The noted human rights lawyer was born in Massachusetts in the United States but gave up her US citizenship at the age of 18 and returned to India. She studied at IIT-Kanpur and horrified at the condition of labourers in UP, Bihar and West Bengal, she decided to work for them and joined the Chhattisgarh Liberation Front in 1986 when it was still a part of Madhya Pradesh.

In an interview to Mint in 2015, she said,”Here is a state rich in resources. It has water, forests and land in abundance, but its people are so poor. The state is witnessing disproportionate growth and there is no equitable distribution of benefits to everyone. If I am fighting for the marginalized communities, I have no choice but to fight against those oppressing them—from corrupt politicians and forest departments to companies not giving proper wages and safety to workers.”

After living and working in Bilaspur for several years, Sudha Bhardwaj moved to Delhi and was a Visiting Professor at National Law University Delhi, where she taught a course on tribal rights and land acquisition, and on law and poverty. As part of the programme of the Delhi Judicial Academy, she addressed presiding officers of labour courts from Sri Lanka.

Her early days were spent in JNU along with her mother, renowned academician Krishna Bharadwaj, who was a professor of Economics. She had closely witnessed the vibrant student political movements at JNU. However, she was radically politicised at IIT, Kanpur where she later went on to pursue Mathematics. She was actively involved in political activities on campus. She experienced exclusion as a woman in a largely male-dominated campus and also as an alleged “commie”. She became a part of the NSS and was keen on teaching. Her repeated rural visits through NSS exposed her to the harsh realities of caste and rural India.

After her MS in Mathematics, she decided to move to Chattisgarh and started working with mine workers. She started organising under the banner of the trade union, ‘Chhattisgarh Mukti Morcha’. She worked very closely with Shankar Guha Niyogi and organised women under the ‘Mahila Mukti Morcha’, the union’s women’s wing.


Being the only ‘educated’ or literate person among workers in Bhilai, she had to approach lawyers every time. In 2000, she completed her law degree and started representing workers herself.
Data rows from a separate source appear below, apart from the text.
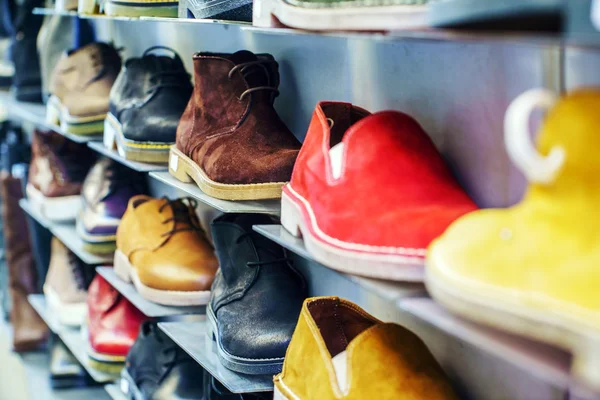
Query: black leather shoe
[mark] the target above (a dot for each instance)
(256, 297)
(156, 368)
(146, 103)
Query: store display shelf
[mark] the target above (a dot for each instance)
(35, 114)
(114, 392)
(192, 338)
(147, 307)
(71, 337)
(546, 363)
(136, 166)
(76, 342)
(38, 302)
(53, 11)
(227, 206)
(66, 233)
(390, 291)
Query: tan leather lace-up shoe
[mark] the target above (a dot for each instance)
(66, 284)
(149, 252)
(80, 86)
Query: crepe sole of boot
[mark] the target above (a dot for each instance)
(298, 219)
(141, 9)
(124, 270)
(258, 366)
(186, 170)
(517, 317)
(151, 152)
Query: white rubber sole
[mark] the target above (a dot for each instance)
(356, 262)
(343, 18)
(124, 270)
(70, 314)
(502, 312)
(56, 209)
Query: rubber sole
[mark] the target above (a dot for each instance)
(342, 18)
(186, 170)
(150, 152)
(149, 9)
(298, 219)
(56, 209)
(70, 314)
(126, 271)
(57, 114)
(259, 366)
(518, 318)
(96, 244)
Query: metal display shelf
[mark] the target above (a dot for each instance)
(136, 166)
(192, 338)
(66, 233)
(36, 114)
(71, 337)
(114, 392)
(272, 207)
(147, 307)
(38, 302)
(387, 290)
(547, 363)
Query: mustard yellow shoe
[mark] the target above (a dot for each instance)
(534, 268)
(338, 351)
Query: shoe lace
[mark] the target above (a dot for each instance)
(167, 77)
(251, 67)
(184, 213)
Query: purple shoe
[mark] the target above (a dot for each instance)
(105, 193)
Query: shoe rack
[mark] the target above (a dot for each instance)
(457, 85)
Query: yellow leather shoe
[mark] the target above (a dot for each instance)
(162, 248)
(338, 351)
(534, 268)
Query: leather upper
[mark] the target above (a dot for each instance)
(233, 140)
(113, 322)
(543, 253)
(390, 171)
(106, 191)
(257, 295)
(384, 361)
(161, 369)
(150, 95)
(82, 79)
(68, 276)
(153, 242)
(58, 165)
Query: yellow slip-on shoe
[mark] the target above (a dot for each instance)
(338, 351)
(534, 268)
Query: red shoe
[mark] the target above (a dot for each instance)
(113, 325)
(369, 192)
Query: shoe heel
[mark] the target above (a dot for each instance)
(177, 167)
(122, 266)
(290, 215)
(262, 11)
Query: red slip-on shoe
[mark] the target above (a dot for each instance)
(369, 192)
(113, 325)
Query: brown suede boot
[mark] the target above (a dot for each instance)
(230, 140)
(29, 331)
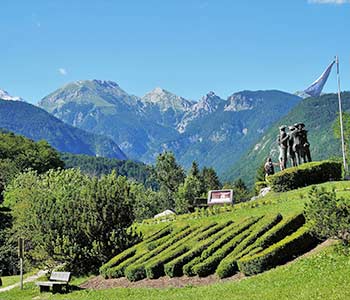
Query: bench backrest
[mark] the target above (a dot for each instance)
(60, 276)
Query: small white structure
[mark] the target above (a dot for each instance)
(220, 197)
(167, 212)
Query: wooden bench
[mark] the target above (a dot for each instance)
(57, 281)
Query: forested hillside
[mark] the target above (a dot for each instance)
(318, 114)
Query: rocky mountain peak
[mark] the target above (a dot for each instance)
(166, 100)
(4, 95)
(242, 101)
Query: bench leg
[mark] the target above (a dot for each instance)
(44, 288)
(57, 288)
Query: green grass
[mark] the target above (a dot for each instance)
(325, 275)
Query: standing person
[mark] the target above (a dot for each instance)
(283, 145)
(291, 152)
(268, 167)
(305, 143)
(297, 146)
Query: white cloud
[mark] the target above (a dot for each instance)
(62, 71)
(338, 2)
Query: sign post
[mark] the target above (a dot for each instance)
(21, 255)
(220, 197)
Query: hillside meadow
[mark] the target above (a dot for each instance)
(324, 274)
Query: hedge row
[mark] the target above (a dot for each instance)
(188, 268)
(174, 267)
(138, 271)
(304, 175)
(208, 266)
(286, 227)
(294, 245)
(228, 266)
(118, 270)
(159, 234)
(116, 261)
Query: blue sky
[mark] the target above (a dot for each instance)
(188, 47)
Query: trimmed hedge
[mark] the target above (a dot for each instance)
(286, 227)
(305, 174)
(143, 254)
(294, 245)
(226, 238)
(138, 271)
(159, 234)
(155, 269)
(104, 269)
(174, 267)
(228, 266)
(208, 266)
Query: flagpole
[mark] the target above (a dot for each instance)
(341, 120)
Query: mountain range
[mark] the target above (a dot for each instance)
(213, 131)
(318, 114)
(35, 123)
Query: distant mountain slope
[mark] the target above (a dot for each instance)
(214, 132)
(318, 114)
(35, 123)
(104, 108)
(220, 138)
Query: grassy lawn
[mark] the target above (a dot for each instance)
(325, 275)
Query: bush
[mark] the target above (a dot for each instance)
(155, 269)
(328, 215)
(259, 185)
(116, 261)
(294, 245)
(228, 266)
(208, 266)
(189, 270)
(174, 268)
(305, 174)
(286, 227)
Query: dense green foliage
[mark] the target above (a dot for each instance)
(69, 218)
(35, 123)
(329, 215)
(297, 243)
(304, 175)
(97, 166)
(346, 130)
(318, 114)
(323, 275)
(18, 154)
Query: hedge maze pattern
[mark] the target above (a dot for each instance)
(251, 246)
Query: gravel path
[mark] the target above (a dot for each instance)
(29, 279)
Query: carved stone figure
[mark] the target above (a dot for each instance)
(269, 167)
(291, 153)
(283, 145)
(297, 144)
(305, 143)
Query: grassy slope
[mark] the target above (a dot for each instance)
(322, 276)
(325, 275)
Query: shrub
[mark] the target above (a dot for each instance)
(328, 215)
(155, 268)
(117, 260)
(305, 174)
(174, 268)
(291, 246)
(286, 227)
(188, 269)
(228, 266)
(209, 265)
(259, 185)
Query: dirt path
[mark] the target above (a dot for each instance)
(29, 279)
(164, 282)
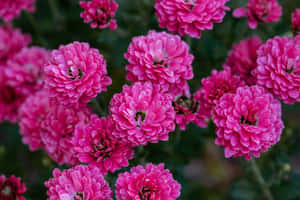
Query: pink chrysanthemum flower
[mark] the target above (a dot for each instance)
(11, 188)
(31, 115)
(10, 9)
(152, 183)
(187, 108)
(78, 183)
(99, 13)
(248, 122)
(76, 73)
(214, 87)
(11, 41)
(260, 11)
(160, 58)
(296, 22)
(142, 114)
(242, 59)
(58, 131)
(189, 16)
(94, 144)
(278, 68)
She set up the group Janhit, to fight for people displaced by land acquisition, for community forest rights, environmental protection and so on.

She had famously said, “There are two kinds of law, one kind of law which we have struggled to create, to represent our aspirations, like the labour law, forest rights law… they were in response to the push which came from below…But there is another kind of law, which is the status quo law which is to preserve law and order.”

She has been made an accused in the ‘mysterious’ Bhima Koregaon conspiracy and has been in prison without trial and bail.